Von und über Wilhelm Busch

Dieser Blog ist dem niedersächsischen Dichter, Künstler, Erfinder der Graphic Novel und Weltweisen Wilhelm Busch gewidmet. Im Laufe der Zeit werde ich an dieser Stelle Texte aus verschiedenen seiner Werke, aber auch eigene Überlegungen zu Busch veröffentlichen.

Mittwoch, 22. März 2017
Eine traurige Geschichte

Das Häschen saß im Kohl
Und fraß und war ihm wohl.
Nicht weit auf einem Rasen
Geht ganz gemütlich grasen
Ein Lämmlein weiß und schön.

Da ist der böse Wolf gekommen
Und hat das Lämmlein mitgenommen;
Das Häslein hat's gesehn.

Das Häschen sprang und lief
Zum Bauer hin und rief:
"O weh, o weh!
He, Bauer, he!
Grad ist der böse Wolf gekommen
Und hat dein Lämmlein mitgenommen!"

Da nahm der Bauer Rüppel
Den dicken harten Knüppel,
Sprach: "Danke, lieber Hase!"

Und schlug ihn auf die Nase.

Dann spricht er mit Gekicher:
"Mein Kohl ist sicher!"

Montag, 13. März 2017
Materie und Musik

Ein Onkel, der Gutes mitbringt,
Ist besser als eine Tante, die bloß Klavier spielt.

Mittwoch, 1. März 2017
FASTEN

Wennschon der Mensch, eh er was wird,
Zuweilen strauchelt oder irrt,
Wennschon die Heiligen vor allen
Mitunter in Versuchung fallen -
So gilt doch dies Gesetz auf Erden:
Wer mal so ist, muss auch so werden! -
Auch unser Toni zeigte früh
Zum Heilgen mancherlei Genie. -
Man rechnet meistens zu den Lasten
Das kirchliche Gebot der Fasten;
Man fastet, weil man meint, man muss.
Für Toni aber war's Genuss! -
Bouillon und Fleisch und Leberkloß,
Das war ihm alles tutmämschos.
Dagegen jene milden Sachen,
Die wir aus Mehl und Zucker machen,
Wozu man auch wohl Milch und Zimt
Und gute, sanfte Butter nimmt - -
Ich will mal sagen: Mandeltorten,
Dampfnudeln, Krapfen aller Sorten,
Auch Waffel-, Honig-, Pfannekuchen -
Dies pflegt' er eifrig aufzusuchen.
Den Freitag war er gern allein,
Um sich besonders zu kastein.
Der Tag war ihm besonders heilig. -
Früh stund er auf und schlich sich eilig
Zur Scheune auf die kühle Tenne,
Denn Piccola, die kluge Henne,
Legt' hier, versteckt in frisches Heu,
Behutsam schon ihr Morgenei.
Er trank es aus. - Hier sehen wir,
Dass selbst das unvernünft'ge Tier
Mit sonst gedankenlosen Werken
Den Frommen fördern muss und stärken.

(Aus der hl.
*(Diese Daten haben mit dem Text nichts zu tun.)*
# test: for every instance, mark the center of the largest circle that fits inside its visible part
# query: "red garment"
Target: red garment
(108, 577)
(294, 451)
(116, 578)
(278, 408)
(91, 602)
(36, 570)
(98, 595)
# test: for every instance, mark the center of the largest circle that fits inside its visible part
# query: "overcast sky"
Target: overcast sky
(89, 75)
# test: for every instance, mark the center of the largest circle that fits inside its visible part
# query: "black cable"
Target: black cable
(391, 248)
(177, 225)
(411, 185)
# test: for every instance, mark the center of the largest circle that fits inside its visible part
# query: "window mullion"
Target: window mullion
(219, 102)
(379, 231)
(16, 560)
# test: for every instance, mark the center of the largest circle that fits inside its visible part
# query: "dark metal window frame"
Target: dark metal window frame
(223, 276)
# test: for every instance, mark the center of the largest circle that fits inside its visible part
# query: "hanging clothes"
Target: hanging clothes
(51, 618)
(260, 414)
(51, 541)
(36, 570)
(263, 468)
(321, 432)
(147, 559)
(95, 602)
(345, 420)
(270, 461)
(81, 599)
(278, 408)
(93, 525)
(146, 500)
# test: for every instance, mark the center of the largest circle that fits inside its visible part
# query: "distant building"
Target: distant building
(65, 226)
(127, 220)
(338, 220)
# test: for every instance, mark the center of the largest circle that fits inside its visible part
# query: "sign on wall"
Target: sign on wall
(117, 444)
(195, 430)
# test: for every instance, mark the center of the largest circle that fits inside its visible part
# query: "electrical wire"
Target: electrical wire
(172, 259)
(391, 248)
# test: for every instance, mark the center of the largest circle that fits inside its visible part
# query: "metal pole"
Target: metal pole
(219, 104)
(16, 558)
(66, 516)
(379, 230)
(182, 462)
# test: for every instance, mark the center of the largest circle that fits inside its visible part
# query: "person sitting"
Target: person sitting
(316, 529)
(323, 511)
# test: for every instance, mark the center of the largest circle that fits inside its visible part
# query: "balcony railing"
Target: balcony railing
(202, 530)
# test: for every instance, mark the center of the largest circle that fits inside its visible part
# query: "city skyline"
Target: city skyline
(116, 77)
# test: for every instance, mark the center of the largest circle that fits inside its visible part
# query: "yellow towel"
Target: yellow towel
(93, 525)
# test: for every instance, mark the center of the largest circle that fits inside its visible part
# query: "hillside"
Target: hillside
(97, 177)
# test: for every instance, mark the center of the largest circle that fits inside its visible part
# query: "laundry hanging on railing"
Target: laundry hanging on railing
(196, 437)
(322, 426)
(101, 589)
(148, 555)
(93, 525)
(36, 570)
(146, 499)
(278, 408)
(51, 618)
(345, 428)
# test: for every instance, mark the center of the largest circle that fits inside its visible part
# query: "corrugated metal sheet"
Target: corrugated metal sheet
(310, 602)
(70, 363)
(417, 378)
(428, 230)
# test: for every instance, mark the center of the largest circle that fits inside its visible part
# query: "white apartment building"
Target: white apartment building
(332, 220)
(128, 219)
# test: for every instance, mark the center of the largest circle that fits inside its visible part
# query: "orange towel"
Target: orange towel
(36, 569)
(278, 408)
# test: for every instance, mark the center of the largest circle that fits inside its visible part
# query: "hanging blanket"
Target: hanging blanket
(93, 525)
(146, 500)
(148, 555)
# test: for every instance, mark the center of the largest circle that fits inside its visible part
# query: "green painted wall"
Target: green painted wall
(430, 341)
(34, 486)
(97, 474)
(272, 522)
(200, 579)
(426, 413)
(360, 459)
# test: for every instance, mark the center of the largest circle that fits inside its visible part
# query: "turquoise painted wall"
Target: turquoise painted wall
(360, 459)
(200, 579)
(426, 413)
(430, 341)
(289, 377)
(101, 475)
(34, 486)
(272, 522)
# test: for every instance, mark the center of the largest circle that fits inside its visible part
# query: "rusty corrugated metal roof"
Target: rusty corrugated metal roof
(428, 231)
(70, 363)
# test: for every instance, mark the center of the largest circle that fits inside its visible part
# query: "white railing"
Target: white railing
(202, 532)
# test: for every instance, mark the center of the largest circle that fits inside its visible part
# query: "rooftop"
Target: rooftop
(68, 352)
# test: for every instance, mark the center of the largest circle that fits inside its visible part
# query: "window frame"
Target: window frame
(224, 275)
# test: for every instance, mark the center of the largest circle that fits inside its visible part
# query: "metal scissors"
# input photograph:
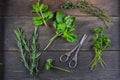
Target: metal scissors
(73, 61)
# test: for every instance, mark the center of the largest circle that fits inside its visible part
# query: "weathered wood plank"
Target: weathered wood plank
(23, 7)
(83, 25)
(14, 69)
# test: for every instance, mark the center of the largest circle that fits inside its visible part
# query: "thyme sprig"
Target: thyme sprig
(28, 49)
(43, 15)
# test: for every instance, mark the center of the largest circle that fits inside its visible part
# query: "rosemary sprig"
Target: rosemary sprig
(43, 15)
(88, 8)
(28, 49)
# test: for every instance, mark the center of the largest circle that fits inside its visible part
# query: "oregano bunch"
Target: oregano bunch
(42, 12)
(101, 42)
(64, 26)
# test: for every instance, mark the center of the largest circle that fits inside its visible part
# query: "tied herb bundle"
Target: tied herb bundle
(28, 49)
(101, 42)
(88, 8)
(49, 65)
(43, 14)
(64, 26)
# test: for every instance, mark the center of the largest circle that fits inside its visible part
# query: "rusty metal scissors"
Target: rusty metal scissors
(73, 62)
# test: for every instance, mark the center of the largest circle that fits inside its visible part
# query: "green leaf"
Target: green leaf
(55, 24)
(71, 29)
(60, 16)
(70, 21)
(70, 37)
(43, 7)
(48, 15)
(61, 27)
(37, 21)
(48, 64)
(36, 7)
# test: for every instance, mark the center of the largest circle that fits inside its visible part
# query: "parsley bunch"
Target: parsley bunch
(29, 49)
(49, 65)
(101, 42)
(42, 13)
(64, 26)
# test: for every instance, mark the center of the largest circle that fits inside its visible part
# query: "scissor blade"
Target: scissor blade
(83, 39)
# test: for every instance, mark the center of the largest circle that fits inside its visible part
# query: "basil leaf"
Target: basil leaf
(61, 27)
(60, 16)
(37, 21)
(48, 15)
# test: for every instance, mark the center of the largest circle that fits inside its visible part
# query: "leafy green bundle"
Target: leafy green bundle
(64, 26)
(28, 49)
(101, 42)
(88, 8)
(42, 13)
(49, 65)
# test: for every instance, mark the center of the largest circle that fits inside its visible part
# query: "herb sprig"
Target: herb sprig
(49, 65)
(88, 8)
(64, 26)
(101, 42)
(29, 49)
(43, 14)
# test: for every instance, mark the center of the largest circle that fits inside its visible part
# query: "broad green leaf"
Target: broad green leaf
(48, 15)
(70, 37)
(43, 7)
(61, 27)
(70, 21)
(48, 64)
(36, 7)
(60, 16)
(71, 29)
(37, 21)
(55, 24)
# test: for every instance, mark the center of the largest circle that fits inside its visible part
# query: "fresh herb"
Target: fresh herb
(49, 65)
(101, 42)
(64, 26)
(42, 13)
(88, 8)
(29, 49)
(68, 5)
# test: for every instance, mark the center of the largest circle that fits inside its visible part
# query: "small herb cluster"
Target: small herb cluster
(101, 42)
(64, 26)
(28, 49)
(49, 65)
(88, 8)
(42, 14)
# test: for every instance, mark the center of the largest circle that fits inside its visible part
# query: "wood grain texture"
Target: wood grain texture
(23, 7)
(83, 25)
(14, 69)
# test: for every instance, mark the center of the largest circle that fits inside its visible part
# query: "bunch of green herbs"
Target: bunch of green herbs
(101, 42)
(43, 14)
(64, 26)
(29, 49)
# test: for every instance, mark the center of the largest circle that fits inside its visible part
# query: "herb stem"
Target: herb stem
(51, 40)
(65, 70)
(41, 15)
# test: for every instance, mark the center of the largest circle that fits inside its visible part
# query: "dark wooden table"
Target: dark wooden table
(18, 13)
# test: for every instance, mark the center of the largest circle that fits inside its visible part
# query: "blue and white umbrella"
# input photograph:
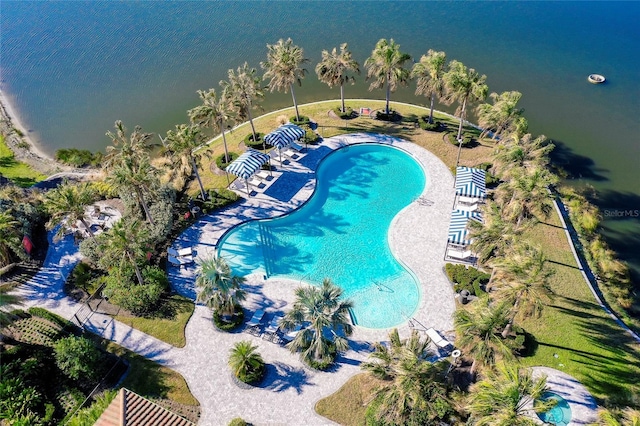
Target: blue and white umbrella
(247, 165)
(458, 226)
(283, 136)
(470, 182)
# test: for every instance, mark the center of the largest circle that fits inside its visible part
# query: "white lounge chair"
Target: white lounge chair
(437, 339)
(183, 252)
(180, 261)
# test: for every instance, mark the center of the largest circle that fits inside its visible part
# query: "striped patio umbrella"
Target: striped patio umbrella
(247, 164)
(470, 182)
(283, 136)
(458, 226)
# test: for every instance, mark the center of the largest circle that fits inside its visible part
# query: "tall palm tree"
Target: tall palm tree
(10, 233)
(333, 67)
(480, 330)
(245, 90)
(386, 66)
(503, 117)
(67, 204)
(415, 385)
(181, 147)
(515, 151)
(124, 245)
(526, 194)
(503, 397)
(218, 287)
(283, 68)
(491, 238)
(522, 280)
(245, 362)
(429, 75)
(128, 165)
(324, 310)
(213, 113)
(465, 86)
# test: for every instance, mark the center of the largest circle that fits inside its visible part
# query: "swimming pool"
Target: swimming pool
(341, 233)
(560, 414)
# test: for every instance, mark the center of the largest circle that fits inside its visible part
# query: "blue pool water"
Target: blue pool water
(559, 415)
(341, 234)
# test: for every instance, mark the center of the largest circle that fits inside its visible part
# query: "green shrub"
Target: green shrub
(466, 139)
(258, 143)
(303, 120)
(424, 124)
(223, 164)
(346, 115)
(77, 357)
(464, 278)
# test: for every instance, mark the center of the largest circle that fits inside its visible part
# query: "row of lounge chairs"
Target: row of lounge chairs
(271, 331)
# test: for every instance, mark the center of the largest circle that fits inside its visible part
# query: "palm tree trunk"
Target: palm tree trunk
(87, 227)
(144, 205)
(295, 104)
(195, 169)
(137, 269)
(462, 111)
(388, 94)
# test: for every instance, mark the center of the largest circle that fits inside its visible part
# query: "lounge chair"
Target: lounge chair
(183, 252)
(180, 261)
(438, 340)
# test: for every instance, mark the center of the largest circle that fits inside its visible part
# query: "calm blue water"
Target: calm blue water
(559, 415)
(72, 68)
(341, 234)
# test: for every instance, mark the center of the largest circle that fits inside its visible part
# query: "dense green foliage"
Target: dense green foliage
(77, 357)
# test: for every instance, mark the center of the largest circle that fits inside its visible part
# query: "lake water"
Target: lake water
(71, 68)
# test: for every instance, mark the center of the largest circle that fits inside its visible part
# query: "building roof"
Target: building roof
(130, 409)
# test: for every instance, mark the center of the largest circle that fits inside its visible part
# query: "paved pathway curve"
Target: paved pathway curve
(289, 392)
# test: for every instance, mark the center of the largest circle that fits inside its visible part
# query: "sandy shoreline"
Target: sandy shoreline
(34, 156)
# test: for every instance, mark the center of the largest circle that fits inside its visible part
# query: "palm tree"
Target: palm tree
(333, 67)
(480, 330)
(128, 165)
(429, 75)
(10, 233)
(415, 384)
(465, 86)
(218, 287)
(181, 147)
(245, 362)
(68, 204)
(526, 194)
(491, 238)
(503, 397)
(124, 245)
(515, 151)
(213, 113)
(386, 66)
(322, 308)
(283, 68)
(245, 90)
(502, 117)
(522, 280)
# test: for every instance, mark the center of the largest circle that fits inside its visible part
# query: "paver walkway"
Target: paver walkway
(288, 394)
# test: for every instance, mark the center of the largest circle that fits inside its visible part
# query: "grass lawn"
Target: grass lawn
(574, 334)
(169, 325)
(19, 173)
(348, 405)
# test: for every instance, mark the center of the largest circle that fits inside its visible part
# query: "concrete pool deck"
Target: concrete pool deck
(417, 237)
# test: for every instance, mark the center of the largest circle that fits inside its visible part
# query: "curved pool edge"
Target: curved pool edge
(436, 305)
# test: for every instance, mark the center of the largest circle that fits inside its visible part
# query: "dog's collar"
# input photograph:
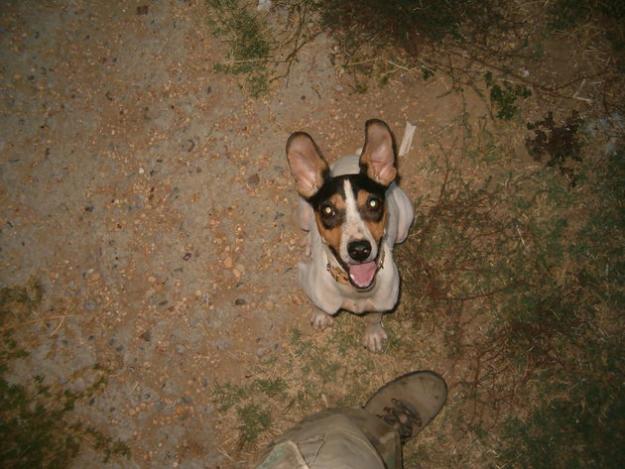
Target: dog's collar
(340, 276)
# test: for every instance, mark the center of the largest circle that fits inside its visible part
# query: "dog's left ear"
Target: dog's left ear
(378, 155)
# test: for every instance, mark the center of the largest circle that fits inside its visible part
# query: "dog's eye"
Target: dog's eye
(327, 211)
(374, 203)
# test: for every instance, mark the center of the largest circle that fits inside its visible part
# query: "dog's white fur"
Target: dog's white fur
(331, 296)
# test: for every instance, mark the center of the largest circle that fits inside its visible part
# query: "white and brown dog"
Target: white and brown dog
(354, 213)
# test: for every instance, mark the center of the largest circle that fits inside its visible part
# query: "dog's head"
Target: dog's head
(350, 210)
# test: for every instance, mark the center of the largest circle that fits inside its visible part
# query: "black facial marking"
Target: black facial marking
(334, 185)
(373, 210)
(331, 216)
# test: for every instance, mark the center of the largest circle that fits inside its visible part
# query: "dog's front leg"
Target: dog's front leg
(320, 319)
(375, 335)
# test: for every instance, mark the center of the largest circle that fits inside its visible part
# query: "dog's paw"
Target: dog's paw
(320, 320)
(375, 337)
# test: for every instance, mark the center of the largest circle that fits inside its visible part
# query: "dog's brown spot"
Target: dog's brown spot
(330, 229)
(372, 209)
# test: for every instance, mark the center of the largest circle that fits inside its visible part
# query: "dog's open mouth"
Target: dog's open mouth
(362, 275)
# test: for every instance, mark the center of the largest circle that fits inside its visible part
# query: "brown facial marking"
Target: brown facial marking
(373, 216)
(332, 234)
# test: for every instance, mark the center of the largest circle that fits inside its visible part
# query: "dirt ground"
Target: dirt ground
(150, 197)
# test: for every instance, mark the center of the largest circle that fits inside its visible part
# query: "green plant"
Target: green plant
(254, 421)
(249, 46)
(504, 98)
(37, 427)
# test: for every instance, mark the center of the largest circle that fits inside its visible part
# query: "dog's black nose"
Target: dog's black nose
(359, 250)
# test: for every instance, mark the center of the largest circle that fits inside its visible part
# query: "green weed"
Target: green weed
(504, 97)
(254, 421)
(249, 46)
(36, 424)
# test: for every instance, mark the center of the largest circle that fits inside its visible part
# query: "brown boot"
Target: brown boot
(410, 402)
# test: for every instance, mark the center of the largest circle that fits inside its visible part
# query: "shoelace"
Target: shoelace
(402, 417)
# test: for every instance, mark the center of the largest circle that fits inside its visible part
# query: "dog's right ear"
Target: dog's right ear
(307, 164)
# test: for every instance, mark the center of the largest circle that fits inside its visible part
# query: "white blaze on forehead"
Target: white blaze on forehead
(354, 228)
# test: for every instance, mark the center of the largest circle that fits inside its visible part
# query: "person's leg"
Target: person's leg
(333, 438)
(368, 438)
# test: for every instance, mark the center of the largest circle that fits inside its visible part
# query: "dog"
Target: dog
(354, 213)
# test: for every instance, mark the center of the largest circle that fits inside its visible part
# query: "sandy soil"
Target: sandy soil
(151, 197)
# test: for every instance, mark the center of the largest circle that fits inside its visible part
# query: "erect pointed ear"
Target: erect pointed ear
(378, 155)
(307, 164)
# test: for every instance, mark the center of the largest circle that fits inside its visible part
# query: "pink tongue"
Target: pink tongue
(362, 274)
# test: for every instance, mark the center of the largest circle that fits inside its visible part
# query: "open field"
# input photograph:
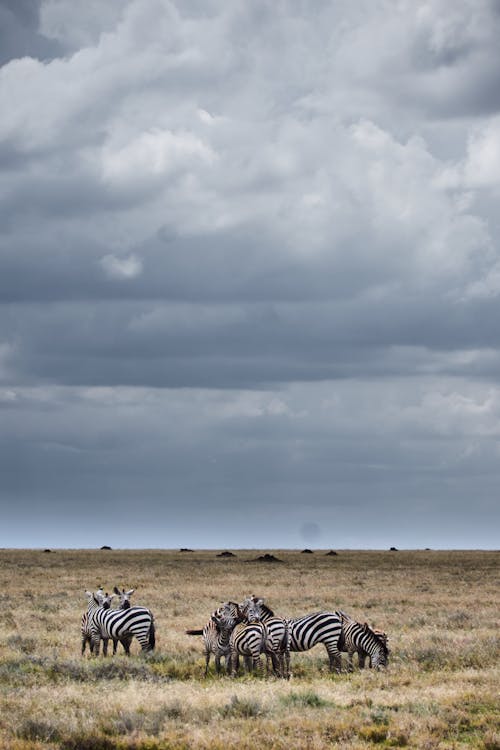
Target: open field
(440, 610)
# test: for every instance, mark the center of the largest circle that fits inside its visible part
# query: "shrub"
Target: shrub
(304, 698)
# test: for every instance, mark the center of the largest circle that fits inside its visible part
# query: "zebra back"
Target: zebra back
(360, 637)
(121, 623)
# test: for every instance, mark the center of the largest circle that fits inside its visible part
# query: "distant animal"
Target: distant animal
(278, 640)
(245, 639)
(85, 625)
(361, 639)
(318, 627)
(216, 642)
(119, 623)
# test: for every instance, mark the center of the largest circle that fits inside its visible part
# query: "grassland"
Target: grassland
(440, 610)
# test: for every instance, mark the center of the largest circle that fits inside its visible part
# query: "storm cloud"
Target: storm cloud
(249, 274)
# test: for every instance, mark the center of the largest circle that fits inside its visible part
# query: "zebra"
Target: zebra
(365, 641)
(85, 624)
(124, 597)
(216, 641)
(105, 601)
(305, 632)
(118, 623)
(278, 635)
(318, 627)
(247, 639)
(85, 629)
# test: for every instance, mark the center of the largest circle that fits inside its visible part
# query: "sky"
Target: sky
(250, 273)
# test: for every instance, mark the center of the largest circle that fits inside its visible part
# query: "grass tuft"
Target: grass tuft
(305, 698)
(243, 708)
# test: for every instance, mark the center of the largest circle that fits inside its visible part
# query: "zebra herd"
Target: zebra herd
(247, 629)
(251, 628)
(121, 625)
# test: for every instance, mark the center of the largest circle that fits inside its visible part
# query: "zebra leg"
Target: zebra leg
(95, 642)
(234, 663)
(335, 659)
(207, 661)
(286, 661)
(276, 662)
(256, 663)
(126, 641)
(350, 665)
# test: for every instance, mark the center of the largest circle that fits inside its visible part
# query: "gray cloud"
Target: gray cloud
(249, 258)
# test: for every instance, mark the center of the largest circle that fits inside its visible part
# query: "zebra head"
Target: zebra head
(124, 597)
(251, 609)
(227, 615)
(258, 604)
(103, 599)
(380, 652)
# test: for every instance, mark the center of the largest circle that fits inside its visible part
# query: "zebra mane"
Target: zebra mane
(266, 610)
(380, 639)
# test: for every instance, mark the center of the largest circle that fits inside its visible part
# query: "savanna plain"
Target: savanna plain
(440, 690)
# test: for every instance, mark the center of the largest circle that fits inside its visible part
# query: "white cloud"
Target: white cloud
(121, 268)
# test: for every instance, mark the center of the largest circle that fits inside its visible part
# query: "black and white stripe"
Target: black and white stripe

Antonius von Padua)


Mittwoch, 22. Februar 2017
Vertraut


Wie liegt die Welt so frisch und tauig
Vor mir im Morgensonnenschein.
Entzückt vom hohen Hügel schau' ich
Ins frühlingsgrüne Tal hinein.

Mit allen Kreaturen bin ich
In schönster Seelenharmonie.
Wir sind verwandt, ich fühl' es innig,
Und eben darum lieb' ich sie.

Und wird auch mal der Himmel grauer;
Wer voll Vertraun die Welt besieht,
Den freut es, wenn ein Regenschauer
Mit Sturm und Blitz vorüberzieht.

Sonntag, 12. Februar 2017
KARNEVAL

Auch uns, in Ehren sei's gesagt,
Hat einst der Karneval behagt,
Besonders und zu allermeist
In einer Stadt, die München heißt.

Wie reizend fand man dazumal
Ein menschenwarmes Festlokal,
Wie fleißig wurde über Nacht
Das Glas gefüllt und leer gemacht,

Und gingen wir im Schnee nach Haus,
War grad die frühe Messe aus,
Dann können gleich die frömmsten Frau'n
Sich negativ an uns erbau'n.

Die Zeit verging, das Alter kam,
Wir wurden sittsam, wurden zahm.
Nun sehn wir zwar noch ziemlich gern
Die Sach' uns an, doch nur von fern
(Ein Auge zu, Mundwinkel schief)
Durchs umgekehrte Perspektiv.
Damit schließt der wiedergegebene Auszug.